Consider that more claims are reported in economically depressed areas than in any other. To take it a step further, these are the areas pegged as at-risk regions. Of course, many of these regions are also considered high-crime areas as well. It’s no surprise then that information specific to a region would impact coverage so intensely. 

Although these three factors are the most commonly considered when writing a shopping center policy, there are often many other questions on the table. 

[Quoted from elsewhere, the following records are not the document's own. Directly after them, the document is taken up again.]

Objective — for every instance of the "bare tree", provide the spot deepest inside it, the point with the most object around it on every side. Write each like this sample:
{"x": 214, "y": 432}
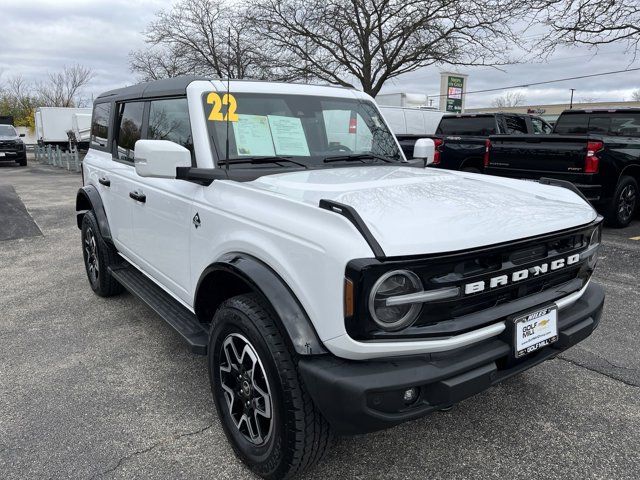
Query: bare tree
{"x": 368, "y": 42}
{"x": 201, "y": 37}
{"x": 64, "y": 88}
{"x": 18, "y": 99}
{"x": 591, "y": 22}
{"x": 510, "y": 99}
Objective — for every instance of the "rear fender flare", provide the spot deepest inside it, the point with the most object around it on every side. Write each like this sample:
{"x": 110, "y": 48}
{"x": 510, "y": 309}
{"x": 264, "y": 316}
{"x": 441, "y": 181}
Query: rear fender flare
{"x": 88, "y": 198}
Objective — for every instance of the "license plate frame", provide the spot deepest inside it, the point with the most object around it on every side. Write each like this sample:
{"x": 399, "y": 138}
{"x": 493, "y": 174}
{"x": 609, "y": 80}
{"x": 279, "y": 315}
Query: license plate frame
{"x": 541, "y": 327}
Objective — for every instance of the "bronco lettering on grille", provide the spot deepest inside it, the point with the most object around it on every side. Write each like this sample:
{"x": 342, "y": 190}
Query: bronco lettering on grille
{"x": 520, "y": 275}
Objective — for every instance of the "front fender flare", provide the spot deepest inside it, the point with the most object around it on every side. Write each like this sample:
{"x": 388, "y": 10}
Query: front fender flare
{"x": 88, "y": 198}
{"x": 264, "y": 280}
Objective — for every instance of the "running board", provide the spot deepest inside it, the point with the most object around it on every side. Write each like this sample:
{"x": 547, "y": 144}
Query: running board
{"x": 169, "y": 309}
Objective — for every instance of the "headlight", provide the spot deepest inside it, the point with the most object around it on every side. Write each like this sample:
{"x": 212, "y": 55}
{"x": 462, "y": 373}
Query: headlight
{"x": 393, "y": 284}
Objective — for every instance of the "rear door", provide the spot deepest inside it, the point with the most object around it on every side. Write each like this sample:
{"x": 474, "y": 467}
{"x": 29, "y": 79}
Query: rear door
{"x": 163, "y": 222}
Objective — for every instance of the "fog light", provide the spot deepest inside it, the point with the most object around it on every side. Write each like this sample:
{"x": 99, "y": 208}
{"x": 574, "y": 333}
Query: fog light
{"x": 410, "y": 395}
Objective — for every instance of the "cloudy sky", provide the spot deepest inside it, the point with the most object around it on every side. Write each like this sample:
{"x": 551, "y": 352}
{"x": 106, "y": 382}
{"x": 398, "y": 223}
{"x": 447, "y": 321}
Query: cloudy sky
{"x": 38, "y": 36}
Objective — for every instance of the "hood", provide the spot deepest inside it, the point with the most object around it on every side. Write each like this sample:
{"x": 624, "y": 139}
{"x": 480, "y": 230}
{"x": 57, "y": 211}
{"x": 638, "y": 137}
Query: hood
{"x": 413, "y": 211}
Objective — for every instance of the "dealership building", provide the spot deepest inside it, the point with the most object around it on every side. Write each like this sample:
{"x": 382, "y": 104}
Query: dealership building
{"x": 550, "y": 112}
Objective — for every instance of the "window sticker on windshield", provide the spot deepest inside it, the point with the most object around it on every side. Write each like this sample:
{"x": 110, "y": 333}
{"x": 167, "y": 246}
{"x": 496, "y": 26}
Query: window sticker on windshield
{"x": 288, "y": 136}
{"x": 217, "y": 102}
{"x": 253, "y": 135}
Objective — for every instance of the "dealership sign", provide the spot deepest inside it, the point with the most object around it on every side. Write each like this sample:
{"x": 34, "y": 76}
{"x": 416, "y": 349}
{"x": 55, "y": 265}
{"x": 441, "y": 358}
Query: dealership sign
{"x": 452, "y": 92}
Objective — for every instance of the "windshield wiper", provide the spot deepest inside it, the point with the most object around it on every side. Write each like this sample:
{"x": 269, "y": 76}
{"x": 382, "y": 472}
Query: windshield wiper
{"x": 355, "y": 157}
{"x": 259, "y": 160}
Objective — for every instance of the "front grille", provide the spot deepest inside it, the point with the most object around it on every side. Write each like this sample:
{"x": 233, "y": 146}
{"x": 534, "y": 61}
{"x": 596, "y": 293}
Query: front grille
{"x": 8, "y": 146}
{"x": 460, "y": 269}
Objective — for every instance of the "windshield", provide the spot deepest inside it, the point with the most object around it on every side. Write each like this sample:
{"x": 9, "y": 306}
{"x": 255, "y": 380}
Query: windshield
{"x": 306, "y": 130}
{"x": 7, "y": 131}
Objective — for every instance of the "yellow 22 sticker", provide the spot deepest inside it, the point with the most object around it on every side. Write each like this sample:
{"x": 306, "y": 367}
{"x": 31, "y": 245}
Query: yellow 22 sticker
{"x": 216, "y": 110}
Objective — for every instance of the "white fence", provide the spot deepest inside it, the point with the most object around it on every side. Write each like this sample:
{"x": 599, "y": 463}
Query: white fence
{"x": 48, "y": 155}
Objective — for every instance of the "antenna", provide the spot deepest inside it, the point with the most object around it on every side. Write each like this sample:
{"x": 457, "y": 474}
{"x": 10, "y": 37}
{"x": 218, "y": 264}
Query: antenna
{"x": 228, "y": 96}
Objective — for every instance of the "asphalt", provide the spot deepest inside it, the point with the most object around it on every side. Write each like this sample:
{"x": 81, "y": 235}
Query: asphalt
{"x": 94, "y": 388}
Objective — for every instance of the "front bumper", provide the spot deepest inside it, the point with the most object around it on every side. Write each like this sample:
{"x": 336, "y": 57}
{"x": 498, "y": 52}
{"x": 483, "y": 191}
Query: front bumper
{"x": 12, "y": 155}
{"x": 364, "y": 396}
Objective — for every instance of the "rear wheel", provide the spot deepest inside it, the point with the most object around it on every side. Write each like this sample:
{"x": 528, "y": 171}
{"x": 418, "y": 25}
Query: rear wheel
{"x": 624, "y": 203}
{"x": 266, "y": 413}
{"x": 98, "y": 257}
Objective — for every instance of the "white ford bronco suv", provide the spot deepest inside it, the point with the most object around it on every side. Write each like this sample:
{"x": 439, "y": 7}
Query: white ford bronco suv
{"x": 334, "y": 286}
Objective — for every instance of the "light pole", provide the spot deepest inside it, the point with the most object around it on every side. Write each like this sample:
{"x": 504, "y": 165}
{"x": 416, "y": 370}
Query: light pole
{"x": 571, "y": 101}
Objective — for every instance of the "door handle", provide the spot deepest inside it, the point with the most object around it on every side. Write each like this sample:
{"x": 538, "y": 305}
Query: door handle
{"x": 138, "y": 197}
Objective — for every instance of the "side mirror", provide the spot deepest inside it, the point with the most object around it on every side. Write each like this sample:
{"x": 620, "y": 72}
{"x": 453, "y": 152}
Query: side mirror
{"x": 159, "y": 158}
{"x": 424, "y": 149}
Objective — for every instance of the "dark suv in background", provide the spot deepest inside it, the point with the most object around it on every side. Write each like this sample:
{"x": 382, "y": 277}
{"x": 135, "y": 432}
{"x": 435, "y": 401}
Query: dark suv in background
{"x": 596, "y": 150}
{"x": 461, "y": 140}
{"x": 12, "y": 148}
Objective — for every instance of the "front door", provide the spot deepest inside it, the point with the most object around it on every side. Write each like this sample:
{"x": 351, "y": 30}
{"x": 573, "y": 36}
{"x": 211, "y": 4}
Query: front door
{"x": 162, "y": 218}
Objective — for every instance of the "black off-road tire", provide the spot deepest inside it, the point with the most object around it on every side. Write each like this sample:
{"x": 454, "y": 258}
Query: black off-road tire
{"x": 298, "y": 435}
{"x": 624, "y": 204}
{"x": 101, "y": 254}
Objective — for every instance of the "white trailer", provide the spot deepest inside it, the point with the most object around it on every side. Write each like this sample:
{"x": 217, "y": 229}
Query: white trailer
{"x": 402, "y": 99}
{"x": 53, "y": 123}
{"x": 81, "y": 126}
{"x": 411, "y": 121}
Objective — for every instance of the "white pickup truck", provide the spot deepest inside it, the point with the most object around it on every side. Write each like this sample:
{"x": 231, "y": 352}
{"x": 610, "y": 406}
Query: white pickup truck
{"x": 334, "y": 286}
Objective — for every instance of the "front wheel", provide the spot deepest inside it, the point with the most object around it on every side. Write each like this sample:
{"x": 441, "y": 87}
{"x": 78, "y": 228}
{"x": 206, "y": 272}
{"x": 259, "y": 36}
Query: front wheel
{"x": 624, "y": 203}
{"x": 98, "y": 257}
{"x": 266, "y": 413}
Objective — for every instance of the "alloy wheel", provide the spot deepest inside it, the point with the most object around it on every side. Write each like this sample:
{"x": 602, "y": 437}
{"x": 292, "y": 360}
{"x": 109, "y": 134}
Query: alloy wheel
{"x": 246, "y": 389}
{"x": 626, "y": 202}
{"x": 91, "y": 254}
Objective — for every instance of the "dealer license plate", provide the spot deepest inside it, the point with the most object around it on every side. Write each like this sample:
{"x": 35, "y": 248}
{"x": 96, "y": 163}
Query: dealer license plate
{"x": 535, "y": 330}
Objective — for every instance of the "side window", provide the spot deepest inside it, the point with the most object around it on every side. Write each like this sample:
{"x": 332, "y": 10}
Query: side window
{"x": 626, "y": 124}
{"x": 599, "y": 124}
{"x": 130, "y": 129}
{"x": 100, "y": 125}
{"x": 540, "y": 127}
{"x": 169, "y": 120}
{"x": 515, "y": 124}
{"x": 572, "y": 123}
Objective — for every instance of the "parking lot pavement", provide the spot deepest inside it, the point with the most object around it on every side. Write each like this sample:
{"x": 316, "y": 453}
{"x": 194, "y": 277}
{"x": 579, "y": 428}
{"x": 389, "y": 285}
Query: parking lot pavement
{"x": 94, "y": 388}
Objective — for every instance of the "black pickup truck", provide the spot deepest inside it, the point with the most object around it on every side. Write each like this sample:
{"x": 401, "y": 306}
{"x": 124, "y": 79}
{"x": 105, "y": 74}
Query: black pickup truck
{"x": 461, "y": 139}
{"x": 596, "y": 150}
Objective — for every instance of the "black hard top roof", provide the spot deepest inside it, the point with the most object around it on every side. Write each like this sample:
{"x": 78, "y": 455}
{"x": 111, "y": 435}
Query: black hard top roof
{"x": 603, "y": 110}
{"x": 157, "y": 88}
{"x": 166, "y": 87}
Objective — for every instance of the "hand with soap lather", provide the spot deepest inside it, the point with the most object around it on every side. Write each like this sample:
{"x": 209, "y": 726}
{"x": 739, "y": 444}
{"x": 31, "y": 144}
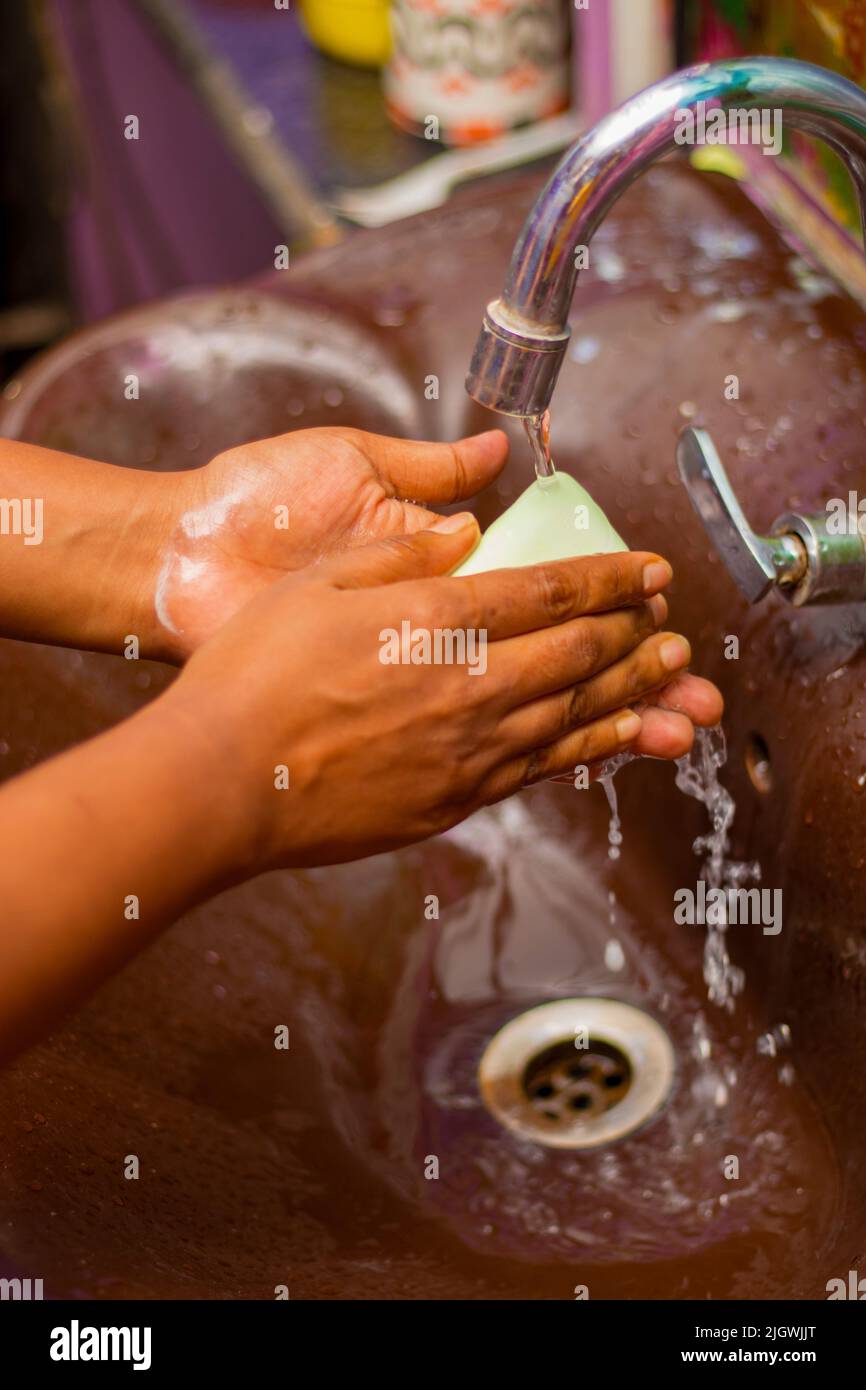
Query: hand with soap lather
{"x": 287, "y": 670}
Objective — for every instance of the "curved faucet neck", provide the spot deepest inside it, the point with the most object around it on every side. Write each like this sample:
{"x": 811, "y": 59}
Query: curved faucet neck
{"x": 526, "y": 332}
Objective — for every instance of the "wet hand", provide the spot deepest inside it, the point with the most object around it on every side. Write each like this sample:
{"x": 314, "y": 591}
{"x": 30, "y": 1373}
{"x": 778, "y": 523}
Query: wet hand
{"x": 264, "y": 509}
{"x": 377, "y": 755}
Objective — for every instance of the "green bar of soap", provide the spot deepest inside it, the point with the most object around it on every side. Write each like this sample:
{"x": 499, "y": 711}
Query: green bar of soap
{"x": 555, "y": 519}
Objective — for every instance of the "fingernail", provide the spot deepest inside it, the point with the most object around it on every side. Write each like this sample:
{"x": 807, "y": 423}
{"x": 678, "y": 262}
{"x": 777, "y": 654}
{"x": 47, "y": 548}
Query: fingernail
{"x": 456, "y": 523}
{"x": 656, "y": 576}
{"x": 674, "y": 653}
{"x": 627, "y": 727}
{"x": 658, "y": 606}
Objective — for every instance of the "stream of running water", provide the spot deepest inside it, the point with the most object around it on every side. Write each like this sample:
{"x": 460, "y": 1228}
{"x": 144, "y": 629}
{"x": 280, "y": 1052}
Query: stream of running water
{"x": 698, "y": 777}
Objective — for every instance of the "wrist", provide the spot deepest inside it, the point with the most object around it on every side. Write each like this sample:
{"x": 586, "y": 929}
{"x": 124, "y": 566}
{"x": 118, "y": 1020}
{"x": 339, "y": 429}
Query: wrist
{"x": 224, "y": 762}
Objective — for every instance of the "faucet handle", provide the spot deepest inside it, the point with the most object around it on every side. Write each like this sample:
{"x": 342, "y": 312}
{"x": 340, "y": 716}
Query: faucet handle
{"x": 754, "y": 562}
{"x": 804, "y": 559}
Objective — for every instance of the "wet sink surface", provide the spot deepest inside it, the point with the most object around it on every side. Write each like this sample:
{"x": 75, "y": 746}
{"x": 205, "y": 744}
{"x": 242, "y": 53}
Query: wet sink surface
{"x": 307, "y": 1166}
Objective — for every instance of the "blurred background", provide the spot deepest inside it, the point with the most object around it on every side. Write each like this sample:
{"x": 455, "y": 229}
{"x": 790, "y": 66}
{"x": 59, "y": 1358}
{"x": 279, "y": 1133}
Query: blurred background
{"x": 156, "y": 145}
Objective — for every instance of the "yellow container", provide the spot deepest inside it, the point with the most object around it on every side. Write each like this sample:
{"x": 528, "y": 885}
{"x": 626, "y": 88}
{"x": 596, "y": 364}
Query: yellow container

Additional Factors Impacting a Policy

It’s the distinguishable characteristics of a shopping center than most people fall in love with. Shoppers enjoy having an array of eateries from which to choose or having the chance to watch the newest release on the cinema after a shopping spree. Yet, these are additional factors that potentially impact a shopping center policy. 

Having distinguishable characteristics however, often equates to a very diverse tenant base. Which, creates diffusion and a more attractive property for the insurer. For example, the shopping center could be considered a specialty insurance risk when property limits are high. Other factors to be considered include:

  • Outdoor risk exposure
  • High-hazard risk
  • Building structures or spaces without windows
  • Unseparated significant square footage 
  • A cluster of content value

It’s important to keep in mind how liability exposure and crowd control fit into the big picture as well. This is where parking lots, food markets, eateries, bowling alleys, cinemas, and other attractions would require deliberation.

An experienced broker will take the time to consider the main three factors that could impact a shopping center policy—tenants, climate, and region. To cover all the bases, plenty of other variables could be taken into consideration as well. Not only will this offer more financial security but it will help to bolster the retail industry, too. Which, in turn, will call for more adaptation from the retail real estate market as well as the insurance space.